The Toronto Blue Jays are bringing back manager John Schneider, signing him to a three-year contract after leading the team to a Wild Card berth
The Toronto Blue Jays have found the manager they believe is the one to help this young roster reach its full potential.
John Schneider, who took over as interim manager on July 13, had that label removed on Friday when the Blue Jays signed him to a three-year contract that will keep him at the helm through 2025, with a team option for 2026.
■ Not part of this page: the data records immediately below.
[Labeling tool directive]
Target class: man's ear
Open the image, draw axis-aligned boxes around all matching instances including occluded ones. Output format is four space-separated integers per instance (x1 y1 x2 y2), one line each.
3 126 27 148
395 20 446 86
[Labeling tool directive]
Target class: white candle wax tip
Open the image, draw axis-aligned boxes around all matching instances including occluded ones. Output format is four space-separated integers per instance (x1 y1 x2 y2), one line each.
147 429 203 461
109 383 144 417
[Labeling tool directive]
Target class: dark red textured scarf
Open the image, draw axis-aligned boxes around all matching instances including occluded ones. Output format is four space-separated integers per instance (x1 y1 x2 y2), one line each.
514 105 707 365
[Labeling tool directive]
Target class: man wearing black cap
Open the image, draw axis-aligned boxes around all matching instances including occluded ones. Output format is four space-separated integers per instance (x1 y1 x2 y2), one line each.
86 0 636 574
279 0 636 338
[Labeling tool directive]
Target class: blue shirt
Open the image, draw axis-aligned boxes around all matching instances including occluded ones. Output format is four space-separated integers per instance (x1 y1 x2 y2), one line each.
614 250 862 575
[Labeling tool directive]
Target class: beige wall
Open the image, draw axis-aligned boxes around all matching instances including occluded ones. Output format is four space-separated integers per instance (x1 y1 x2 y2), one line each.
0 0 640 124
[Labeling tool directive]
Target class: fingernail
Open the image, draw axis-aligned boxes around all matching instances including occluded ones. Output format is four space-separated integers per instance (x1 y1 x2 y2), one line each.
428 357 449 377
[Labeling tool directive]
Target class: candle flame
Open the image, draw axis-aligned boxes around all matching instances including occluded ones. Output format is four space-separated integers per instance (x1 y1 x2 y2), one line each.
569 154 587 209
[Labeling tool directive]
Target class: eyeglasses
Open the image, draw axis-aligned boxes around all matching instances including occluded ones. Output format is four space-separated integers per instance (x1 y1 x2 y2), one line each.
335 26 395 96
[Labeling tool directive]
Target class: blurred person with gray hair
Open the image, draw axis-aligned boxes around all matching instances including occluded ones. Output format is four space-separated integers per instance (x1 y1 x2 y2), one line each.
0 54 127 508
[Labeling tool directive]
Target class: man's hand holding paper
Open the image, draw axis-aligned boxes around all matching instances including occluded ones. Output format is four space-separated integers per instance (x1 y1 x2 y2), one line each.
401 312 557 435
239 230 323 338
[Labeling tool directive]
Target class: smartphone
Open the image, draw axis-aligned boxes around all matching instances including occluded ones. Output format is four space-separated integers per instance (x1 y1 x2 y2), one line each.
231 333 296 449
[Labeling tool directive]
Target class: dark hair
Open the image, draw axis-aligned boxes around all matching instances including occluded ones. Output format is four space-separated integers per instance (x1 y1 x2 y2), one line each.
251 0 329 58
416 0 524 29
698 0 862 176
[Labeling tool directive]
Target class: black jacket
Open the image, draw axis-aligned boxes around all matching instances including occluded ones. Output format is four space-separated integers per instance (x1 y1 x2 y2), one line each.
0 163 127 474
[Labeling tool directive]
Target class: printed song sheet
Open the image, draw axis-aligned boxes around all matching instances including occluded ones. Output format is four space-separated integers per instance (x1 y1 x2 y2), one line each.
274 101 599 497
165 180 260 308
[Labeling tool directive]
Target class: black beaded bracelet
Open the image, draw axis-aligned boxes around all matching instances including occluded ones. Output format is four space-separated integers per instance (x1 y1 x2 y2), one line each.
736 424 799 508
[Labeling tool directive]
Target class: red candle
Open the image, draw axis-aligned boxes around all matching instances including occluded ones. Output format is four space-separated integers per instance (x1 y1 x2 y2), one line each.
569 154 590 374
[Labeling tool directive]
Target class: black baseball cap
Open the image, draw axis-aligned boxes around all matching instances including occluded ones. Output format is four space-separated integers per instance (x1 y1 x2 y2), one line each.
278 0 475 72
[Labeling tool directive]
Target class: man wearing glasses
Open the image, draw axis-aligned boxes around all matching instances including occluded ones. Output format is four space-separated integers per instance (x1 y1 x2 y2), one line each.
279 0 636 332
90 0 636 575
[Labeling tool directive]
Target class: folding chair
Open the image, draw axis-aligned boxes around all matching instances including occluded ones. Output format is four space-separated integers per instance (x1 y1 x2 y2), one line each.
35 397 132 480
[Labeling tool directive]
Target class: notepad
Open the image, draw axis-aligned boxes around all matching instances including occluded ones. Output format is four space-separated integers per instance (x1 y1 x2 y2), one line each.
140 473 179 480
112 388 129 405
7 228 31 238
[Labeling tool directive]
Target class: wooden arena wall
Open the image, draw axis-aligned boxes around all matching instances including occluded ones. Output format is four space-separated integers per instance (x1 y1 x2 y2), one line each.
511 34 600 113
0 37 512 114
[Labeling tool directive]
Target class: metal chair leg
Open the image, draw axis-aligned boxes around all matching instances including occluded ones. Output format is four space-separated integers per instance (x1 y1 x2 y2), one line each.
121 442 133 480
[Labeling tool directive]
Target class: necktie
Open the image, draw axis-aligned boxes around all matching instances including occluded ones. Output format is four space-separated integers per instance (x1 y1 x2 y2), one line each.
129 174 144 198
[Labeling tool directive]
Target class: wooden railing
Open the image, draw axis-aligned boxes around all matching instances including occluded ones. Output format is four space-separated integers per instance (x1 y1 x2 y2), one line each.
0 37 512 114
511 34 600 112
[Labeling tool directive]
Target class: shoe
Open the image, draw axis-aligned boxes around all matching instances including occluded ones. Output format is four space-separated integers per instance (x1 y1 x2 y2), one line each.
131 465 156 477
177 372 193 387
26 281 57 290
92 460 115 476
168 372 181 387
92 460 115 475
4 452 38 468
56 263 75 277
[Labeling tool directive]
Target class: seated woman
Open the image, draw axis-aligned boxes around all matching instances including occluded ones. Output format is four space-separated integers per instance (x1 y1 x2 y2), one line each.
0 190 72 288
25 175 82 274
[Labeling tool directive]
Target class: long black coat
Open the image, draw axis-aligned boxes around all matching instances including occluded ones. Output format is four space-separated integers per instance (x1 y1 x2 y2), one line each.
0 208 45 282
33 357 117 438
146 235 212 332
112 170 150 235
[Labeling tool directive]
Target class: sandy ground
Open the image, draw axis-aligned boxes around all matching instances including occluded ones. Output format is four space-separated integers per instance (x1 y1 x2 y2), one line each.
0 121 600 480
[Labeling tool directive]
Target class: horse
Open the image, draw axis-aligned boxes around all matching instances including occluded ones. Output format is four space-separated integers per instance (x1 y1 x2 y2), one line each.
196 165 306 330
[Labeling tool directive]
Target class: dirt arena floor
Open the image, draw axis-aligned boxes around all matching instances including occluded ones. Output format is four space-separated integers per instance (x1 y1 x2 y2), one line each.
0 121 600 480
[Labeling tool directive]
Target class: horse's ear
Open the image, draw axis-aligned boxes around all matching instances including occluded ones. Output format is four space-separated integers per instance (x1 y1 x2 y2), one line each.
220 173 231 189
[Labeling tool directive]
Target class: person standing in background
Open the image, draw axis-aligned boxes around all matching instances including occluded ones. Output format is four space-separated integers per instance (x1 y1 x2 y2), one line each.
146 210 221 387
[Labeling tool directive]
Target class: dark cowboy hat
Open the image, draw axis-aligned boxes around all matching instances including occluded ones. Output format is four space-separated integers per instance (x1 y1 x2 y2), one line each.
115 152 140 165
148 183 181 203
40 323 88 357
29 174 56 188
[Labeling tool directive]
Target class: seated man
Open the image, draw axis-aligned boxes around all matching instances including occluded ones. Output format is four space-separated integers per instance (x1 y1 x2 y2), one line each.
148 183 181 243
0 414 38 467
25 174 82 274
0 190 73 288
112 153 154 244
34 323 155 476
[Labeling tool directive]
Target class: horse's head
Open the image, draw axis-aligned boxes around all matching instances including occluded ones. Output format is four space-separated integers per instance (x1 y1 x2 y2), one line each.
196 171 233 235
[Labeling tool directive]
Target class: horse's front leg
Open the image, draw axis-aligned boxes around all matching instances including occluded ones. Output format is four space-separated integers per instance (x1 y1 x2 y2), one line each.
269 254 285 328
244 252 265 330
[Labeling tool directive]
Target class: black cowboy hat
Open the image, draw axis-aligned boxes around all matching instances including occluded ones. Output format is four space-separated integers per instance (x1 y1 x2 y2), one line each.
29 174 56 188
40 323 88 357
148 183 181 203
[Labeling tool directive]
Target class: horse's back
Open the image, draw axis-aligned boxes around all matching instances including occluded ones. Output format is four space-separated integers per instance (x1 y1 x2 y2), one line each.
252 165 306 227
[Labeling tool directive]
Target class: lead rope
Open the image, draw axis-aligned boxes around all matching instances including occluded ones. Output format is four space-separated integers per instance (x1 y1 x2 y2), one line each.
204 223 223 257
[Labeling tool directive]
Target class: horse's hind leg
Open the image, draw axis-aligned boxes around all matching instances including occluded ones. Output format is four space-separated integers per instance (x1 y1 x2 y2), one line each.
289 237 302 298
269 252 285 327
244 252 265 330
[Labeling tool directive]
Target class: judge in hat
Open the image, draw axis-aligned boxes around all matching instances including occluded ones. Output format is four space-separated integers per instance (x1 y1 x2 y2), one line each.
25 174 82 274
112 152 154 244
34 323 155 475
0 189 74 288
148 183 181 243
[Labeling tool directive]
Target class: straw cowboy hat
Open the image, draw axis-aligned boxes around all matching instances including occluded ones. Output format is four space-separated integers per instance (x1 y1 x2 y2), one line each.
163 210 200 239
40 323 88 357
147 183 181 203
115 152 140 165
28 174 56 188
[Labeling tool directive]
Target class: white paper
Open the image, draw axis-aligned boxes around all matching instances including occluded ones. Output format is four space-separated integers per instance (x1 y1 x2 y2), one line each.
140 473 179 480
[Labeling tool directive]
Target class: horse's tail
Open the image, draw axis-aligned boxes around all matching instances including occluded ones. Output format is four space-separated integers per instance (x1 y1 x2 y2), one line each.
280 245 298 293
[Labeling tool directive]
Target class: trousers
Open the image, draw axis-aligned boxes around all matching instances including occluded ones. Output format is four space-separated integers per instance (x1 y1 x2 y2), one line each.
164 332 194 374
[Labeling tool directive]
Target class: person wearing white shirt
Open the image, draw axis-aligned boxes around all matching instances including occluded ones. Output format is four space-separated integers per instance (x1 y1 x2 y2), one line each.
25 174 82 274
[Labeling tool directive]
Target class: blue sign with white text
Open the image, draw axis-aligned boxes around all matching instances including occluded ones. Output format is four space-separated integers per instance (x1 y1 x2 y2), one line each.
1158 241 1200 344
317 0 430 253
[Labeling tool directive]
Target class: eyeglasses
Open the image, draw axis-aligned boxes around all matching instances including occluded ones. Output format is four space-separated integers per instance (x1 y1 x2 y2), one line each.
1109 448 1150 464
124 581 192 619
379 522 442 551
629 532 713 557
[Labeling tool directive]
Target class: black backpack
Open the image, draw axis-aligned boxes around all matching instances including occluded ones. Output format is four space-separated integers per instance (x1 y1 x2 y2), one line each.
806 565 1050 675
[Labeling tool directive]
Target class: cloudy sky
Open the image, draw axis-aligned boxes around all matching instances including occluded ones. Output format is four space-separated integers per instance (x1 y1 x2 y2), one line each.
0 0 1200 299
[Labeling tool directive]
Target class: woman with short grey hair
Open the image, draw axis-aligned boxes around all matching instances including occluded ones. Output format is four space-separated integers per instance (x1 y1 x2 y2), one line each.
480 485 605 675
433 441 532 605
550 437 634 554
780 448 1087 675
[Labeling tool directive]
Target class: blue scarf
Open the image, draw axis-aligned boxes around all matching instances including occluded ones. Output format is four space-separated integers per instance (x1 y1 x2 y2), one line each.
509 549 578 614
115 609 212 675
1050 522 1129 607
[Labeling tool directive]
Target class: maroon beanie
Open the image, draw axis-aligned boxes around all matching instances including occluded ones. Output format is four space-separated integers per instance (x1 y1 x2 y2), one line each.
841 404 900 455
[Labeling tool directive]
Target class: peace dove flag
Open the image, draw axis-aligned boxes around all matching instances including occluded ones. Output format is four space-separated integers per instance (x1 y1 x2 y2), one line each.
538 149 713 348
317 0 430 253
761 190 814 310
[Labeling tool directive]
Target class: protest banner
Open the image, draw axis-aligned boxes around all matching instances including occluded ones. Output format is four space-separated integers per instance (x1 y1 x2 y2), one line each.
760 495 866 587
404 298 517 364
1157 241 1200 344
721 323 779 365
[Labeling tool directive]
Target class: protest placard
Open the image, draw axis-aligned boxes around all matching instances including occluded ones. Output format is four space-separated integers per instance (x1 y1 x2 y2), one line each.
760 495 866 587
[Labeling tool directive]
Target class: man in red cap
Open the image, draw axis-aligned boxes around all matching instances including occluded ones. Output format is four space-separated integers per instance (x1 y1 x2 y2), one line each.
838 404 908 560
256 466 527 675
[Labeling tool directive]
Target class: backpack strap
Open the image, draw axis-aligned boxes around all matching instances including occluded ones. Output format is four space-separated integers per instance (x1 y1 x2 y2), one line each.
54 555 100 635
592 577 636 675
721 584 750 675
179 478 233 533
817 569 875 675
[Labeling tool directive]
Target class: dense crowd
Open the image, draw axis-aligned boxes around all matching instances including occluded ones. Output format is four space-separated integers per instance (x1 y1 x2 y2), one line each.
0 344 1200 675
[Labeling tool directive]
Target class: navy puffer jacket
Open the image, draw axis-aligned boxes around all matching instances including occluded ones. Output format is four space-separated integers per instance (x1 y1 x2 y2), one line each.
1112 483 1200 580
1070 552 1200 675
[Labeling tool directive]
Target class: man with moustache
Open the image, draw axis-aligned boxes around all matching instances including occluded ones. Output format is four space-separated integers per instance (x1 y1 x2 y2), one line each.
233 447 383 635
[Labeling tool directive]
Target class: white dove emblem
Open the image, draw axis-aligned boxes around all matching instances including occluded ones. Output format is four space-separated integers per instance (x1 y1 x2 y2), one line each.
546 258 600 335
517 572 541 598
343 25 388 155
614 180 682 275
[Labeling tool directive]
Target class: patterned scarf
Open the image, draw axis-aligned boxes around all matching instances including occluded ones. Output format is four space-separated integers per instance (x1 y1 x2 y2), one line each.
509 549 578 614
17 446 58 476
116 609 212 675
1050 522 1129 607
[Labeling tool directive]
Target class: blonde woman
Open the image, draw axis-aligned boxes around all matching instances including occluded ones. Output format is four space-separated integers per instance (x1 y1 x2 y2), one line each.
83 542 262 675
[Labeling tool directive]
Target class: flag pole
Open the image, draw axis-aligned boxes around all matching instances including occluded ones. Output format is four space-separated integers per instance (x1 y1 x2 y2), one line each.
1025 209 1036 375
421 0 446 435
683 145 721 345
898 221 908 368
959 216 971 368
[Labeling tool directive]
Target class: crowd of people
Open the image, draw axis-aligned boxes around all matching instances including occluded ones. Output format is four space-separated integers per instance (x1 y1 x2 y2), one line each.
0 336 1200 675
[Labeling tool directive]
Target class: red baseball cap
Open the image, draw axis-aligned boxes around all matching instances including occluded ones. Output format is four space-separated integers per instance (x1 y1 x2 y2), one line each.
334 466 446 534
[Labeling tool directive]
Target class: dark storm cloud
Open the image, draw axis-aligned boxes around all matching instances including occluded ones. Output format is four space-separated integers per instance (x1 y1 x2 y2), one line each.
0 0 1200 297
“I am honoured, excited, and deeply humbled to continue leading this extraordinary group of players, coaches, and staff. This organization has made me feel at home since day one,” Schneider said. “So many people have had a hand in helping me get here, and becoming manager of the Blue Jays is not something I take lightly. My family and I love Toronto and I can’t wait to build upon an already great group of players and bring a World Series back to all our fans across Canada.”
Schneider’s promotion to full-time manager comes after he turned around a team with such high expectations in 2022. In early July, the Blue Jays were floundering just above .500 and lost nine of 11 games. They had dropped to fourth in the AL East and 16.5 games behind the division-leading New York Yankees. General Manager Ross Atkins believed a change had to be made, and Charlie Montoyo, the Blue Jays’ manager since 2019, was fired.
In came Schneider, who had served as Montoyo’s bench coach after a career spent entirely in the organization. He played six seasons in the Blue Jays minor league system before transitioning to coaching in 2008.
Schneider has a long history with Blue Jays’ core players
His greatest asset when he took over the Blue Jays was his relationship with the players. He managed Double-A New Hampshire back in 2018, with a lineup that included Bo Bichette, Vladimir Guerrero Jr, Cavan Biggio, Santiago Espinal, and Jordan Romano, to an Eastern League championship in 2018. His connection with catcher Danny Jansen went back nearly a decade when he managed the first-year pro in the Gulf Coast League in 2013.
The Blue Jays responded to their new manager. Under Schneider, the Blue Jays went 46-28, a 100-win pace that was the third-best record in the American League. The lineup ranked 11th in runs scored under Montoyo; they were second under Schneider, trailing only the Dodgers and scoring 20 more runs than any other team in the AL. They were more aggressive on the bases, attempting five more steals than they did under Montoyo in 14 fewer games.
Securing the first Wild Card spot in the AL, a promising postseason run came to a disappointing end when they lost a seven-run lead in the second game of a two-game sweep at the hands of the Seattle Mariners. Schneider’s decisions, particularly his removal of starter Kevin Gausman, were questioned.
The front office, though, saw enough from Schneider to commit to him for the next three seasons. The players believe in him; the organization has now shown they do, too.